How does Darkest Dungeon decide if I'm toying with an enemy?
In Darkest Dungeon, I like to arrange battles so that there's only one weak enemy left so I can tank its hits and focus on healing. For example, leaving a weak skeleton around so that I can re-cast stress healing skills on my party that heals more than the skeleton hurts.
The problem is, the game recognizes this eventually by having a random character shout "We should move on!" or something equivalent, which starts stressing my party out faster than I can heal it.
I know that the game doesn't just punish me for long fights. I've had skin-of-my-teeth encounters that have lasted 20+ turns where I wasn't in control of the situation and nobody complained about taking too long. So there's something the game is using to determine if I'm playing with the enemy.
I want to know what that is so that I can figure out the minimum amount of effort needed to artificially prolong fights.
Solution 1:
The system was changed with the most recent DLC, so I'm just going to defer to the wiki:
Stall Penalties will not occur if the remaining enemy is a 'large' creature (takes up 2 spaces).
The first Stall Penalty will occur if either of these 2 conditions are met:
- At the end of two full rounds after there is 2 or fewer enemies remaining.
- When a player uses 2 or more stalling moves when there are 2 or fewer enemies remaining.
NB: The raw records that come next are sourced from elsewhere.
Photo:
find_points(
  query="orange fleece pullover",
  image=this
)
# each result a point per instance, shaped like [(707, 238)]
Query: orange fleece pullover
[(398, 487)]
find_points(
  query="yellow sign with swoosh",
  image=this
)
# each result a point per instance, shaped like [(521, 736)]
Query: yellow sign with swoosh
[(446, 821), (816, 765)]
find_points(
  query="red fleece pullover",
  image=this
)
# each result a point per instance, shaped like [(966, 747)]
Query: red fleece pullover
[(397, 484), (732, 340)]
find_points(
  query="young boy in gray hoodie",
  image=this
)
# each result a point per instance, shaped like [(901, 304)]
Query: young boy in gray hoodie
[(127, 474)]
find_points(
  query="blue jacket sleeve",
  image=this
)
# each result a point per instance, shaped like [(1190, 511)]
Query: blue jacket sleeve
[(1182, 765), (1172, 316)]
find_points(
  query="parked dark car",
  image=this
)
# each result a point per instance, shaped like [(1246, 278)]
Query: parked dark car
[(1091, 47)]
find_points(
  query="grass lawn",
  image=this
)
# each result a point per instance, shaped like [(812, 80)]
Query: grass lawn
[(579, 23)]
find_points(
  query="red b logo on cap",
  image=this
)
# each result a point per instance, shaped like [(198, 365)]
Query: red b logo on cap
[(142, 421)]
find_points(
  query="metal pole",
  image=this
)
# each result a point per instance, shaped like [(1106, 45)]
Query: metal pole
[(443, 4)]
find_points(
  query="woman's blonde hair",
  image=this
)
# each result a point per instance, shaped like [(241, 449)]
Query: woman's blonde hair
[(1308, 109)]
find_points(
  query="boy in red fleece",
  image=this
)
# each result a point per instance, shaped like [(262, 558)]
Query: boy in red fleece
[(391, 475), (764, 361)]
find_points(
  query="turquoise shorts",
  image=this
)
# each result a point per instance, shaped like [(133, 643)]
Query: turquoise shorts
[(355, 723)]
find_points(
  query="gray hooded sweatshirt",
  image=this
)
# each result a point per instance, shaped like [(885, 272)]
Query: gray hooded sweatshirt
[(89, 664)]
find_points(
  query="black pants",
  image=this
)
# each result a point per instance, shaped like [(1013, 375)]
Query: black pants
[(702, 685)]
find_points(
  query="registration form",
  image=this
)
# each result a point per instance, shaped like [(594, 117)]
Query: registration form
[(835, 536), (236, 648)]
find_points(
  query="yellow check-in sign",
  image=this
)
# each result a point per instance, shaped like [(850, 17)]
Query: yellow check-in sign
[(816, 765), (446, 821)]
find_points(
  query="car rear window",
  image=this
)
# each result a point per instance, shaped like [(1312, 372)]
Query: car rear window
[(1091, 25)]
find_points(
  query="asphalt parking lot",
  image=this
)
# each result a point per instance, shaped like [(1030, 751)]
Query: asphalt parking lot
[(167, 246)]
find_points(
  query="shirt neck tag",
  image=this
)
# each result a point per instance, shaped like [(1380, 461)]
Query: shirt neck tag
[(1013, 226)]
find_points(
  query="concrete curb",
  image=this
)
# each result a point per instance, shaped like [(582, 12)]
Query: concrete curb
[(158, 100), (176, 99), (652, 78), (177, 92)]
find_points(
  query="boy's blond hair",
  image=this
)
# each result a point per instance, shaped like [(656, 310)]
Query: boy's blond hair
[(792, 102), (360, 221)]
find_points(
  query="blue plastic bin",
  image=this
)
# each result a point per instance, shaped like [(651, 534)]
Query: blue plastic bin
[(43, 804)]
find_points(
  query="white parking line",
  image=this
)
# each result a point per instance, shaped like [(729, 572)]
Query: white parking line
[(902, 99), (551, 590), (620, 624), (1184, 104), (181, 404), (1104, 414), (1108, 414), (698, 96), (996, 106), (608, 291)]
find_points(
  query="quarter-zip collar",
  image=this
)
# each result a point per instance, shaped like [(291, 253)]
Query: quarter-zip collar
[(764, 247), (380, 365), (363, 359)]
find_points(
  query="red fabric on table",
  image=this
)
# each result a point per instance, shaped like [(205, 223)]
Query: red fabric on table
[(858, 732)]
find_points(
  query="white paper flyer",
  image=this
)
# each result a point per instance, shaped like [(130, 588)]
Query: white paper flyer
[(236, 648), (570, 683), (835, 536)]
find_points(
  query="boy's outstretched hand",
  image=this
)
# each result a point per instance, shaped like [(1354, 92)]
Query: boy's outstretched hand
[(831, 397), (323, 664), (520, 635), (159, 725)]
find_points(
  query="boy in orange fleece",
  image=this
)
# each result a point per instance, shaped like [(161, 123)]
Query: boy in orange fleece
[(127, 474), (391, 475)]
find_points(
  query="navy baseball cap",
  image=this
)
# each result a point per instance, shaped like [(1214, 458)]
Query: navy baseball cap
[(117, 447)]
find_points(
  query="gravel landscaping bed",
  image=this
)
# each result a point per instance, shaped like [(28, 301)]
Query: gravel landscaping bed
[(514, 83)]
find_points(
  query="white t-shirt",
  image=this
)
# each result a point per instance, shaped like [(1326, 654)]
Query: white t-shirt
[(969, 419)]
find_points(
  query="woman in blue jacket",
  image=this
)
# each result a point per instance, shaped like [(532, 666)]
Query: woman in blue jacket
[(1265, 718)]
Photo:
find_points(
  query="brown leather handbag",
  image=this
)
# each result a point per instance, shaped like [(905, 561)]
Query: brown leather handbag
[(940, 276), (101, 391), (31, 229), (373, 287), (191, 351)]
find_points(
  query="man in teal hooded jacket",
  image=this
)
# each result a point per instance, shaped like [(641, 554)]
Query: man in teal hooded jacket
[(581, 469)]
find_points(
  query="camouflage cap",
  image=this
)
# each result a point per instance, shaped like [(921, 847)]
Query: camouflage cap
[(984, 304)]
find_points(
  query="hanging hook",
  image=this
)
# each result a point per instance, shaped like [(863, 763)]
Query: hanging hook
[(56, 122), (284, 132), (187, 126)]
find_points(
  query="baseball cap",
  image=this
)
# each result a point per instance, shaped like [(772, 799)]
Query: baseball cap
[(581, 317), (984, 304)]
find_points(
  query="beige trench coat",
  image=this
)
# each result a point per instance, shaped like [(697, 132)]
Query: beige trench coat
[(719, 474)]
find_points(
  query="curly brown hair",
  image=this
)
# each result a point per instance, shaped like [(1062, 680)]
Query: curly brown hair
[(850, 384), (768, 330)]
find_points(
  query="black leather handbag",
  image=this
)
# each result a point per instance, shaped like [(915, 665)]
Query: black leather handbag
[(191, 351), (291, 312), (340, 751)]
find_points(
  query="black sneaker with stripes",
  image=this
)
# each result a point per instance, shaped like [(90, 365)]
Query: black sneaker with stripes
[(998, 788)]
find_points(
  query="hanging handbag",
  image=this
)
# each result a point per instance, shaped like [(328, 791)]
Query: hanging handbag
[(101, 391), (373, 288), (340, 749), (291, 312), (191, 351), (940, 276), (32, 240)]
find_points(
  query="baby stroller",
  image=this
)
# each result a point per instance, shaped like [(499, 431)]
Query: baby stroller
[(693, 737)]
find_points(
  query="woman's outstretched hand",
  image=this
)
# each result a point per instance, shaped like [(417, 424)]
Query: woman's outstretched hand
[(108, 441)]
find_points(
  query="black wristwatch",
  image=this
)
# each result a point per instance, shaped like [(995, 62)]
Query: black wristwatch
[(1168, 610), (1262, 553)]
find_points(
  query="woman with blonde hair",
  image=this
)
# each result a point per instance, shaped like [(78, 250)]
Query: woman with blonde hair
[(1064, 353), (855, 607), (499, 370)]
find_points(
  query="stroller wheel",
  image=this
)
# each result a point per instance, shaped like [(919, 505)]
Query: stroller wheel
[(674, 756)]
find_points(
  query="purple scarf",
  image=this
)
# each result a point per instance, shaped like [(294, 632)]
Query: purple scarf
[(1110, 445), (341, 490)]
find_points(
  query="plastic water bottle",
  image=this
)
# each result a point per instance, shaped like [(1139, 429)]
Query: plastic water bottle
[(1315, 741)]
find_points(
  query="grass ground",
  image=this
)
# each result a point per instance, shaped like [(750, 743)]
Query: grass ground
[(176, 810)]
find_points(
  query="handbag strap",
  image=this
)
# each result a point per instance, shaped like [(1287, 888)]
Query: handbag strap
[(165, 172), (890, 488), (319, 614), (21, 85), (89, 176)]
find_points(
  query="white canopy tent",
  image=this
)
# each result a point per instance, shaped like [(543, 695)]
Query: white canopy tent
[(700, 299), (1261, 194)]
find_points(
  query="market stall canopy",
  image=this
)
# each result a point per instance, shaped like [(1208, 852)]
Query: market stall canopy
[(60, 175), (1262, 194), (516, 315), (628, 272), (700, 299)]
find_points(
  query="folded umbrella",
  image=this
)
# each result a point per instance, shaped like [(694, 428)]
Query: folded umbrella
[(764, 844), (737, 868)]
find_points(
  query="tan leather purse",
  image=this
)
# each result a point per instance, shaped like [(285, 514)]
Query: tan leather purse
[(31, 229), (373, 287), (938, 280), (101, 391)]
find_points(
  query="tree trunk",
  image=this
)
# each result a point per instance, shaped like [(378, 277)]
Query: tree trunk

If the remaining 2 enemies are one of or a combination of the below enemies, the first Stall Penalty is reached after only 1 round.
- Bone Arbalist
- Bone Courtier
- Bone Rabble
- Bone Soldier
- Collected Man-at-Arms
- Collected Vestal
- Crone
- Fungal Artillery
- Madman
- Maggot
- Pelagic Guardian
- Pelagic Shaman
- Swine Drummer
- Swine Skiver
- Webber
There's also a long list of stalling moves, the gist is that it's any move that doesn't deal damage to the enemy.